The Turkish government considers that it is now Russia’s turn to pressure Armenia into compromises

“In 2009 there were indeed more higher level meetings on Karabakh than ever before”, said Sabine Freizer is Europe Program Director of the International Crisis Group in her article “Turkey-Armenia Relations: All Eyes Now on Ankara”.

The Turkish government considers that it is now Russia’s turn to pressure Armenia into compromises and the start of a withdrawal of occupied territories, said Freizer. “But even if Moscow does encourage Yerevan to make more compromises, such as it may when Russian Foreign Minister Sergey Lavrov visits Armenia this week, this is unlikely to be enough to secure agreement on the comprehensive Document on Basic Principles being promoted for years by the OSCE. On 12 January, the Constitutional Court of Armenia recognised the Turkey-Armenia protocols to establish diplomatic relations and develop bilateral relations to be in conformity with Armenian legislation. All eyes are now on Turkey, where the protocols are currently being reviewed in the Parliament’s Foreign Affairs Committee, but there is little sign that they will leave those chambers. Doubts have been steadily growing about Ankara’s willingness to abide by the commitments it made in August and October to establish diplomatic relations, open its long-closed border and establish bilateral commissions, including one on the historical dimension. According to Turkey, this is because Armenia has not made sufficient concessions to resolve the long standing Nagorno-Karabakh conflict with Azerbaijan”.
According to Freizer, the linkage between Turkey-Armenia reconciliation and Nagorno-Karabakh conflict resolution is not part of the protocols, but Prime Minister Erdogan emphasized this linkage in his statements.

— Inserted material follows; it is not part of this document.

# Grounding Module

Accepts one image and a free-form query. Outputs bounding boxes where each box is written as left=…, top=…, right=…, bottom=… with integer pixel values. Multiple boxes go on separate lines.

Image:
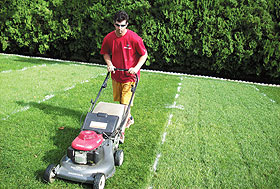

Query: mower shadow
left=16, top=101, right=82, bottom=120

“Turkish officials also put much hope in facilitating conflict resolution through their own Caucasus Cooperation and Stability Platform, whose first high level meeting is expected in the next couple of months. But at this point it is unclear why a new international forum will succeed where the OSCE has failed for the past fifteen years”, said Freizer and added: “By insisting on linking Turkey-Armenia reconciliation and the resolution of the Azerbaijani-Armenian Nagorno-Karabakh conflict, Ankara is doing little to make progress on either fronts. Luckily it is not too late to act and Turkey still has several weeks until mid-April to catch up with Armenia in putting the protocols into law. But failure to do so will unravel the decade-long process of Turkey-Armenia reconciliation, essential for future stability in the South Caucasus, and tarnish Turkey’s image as a serious regional foreign policy actor – just at a the time when it is trying to develop its “peace and stability” efforts throughout its neighbourhood”, said Freizer.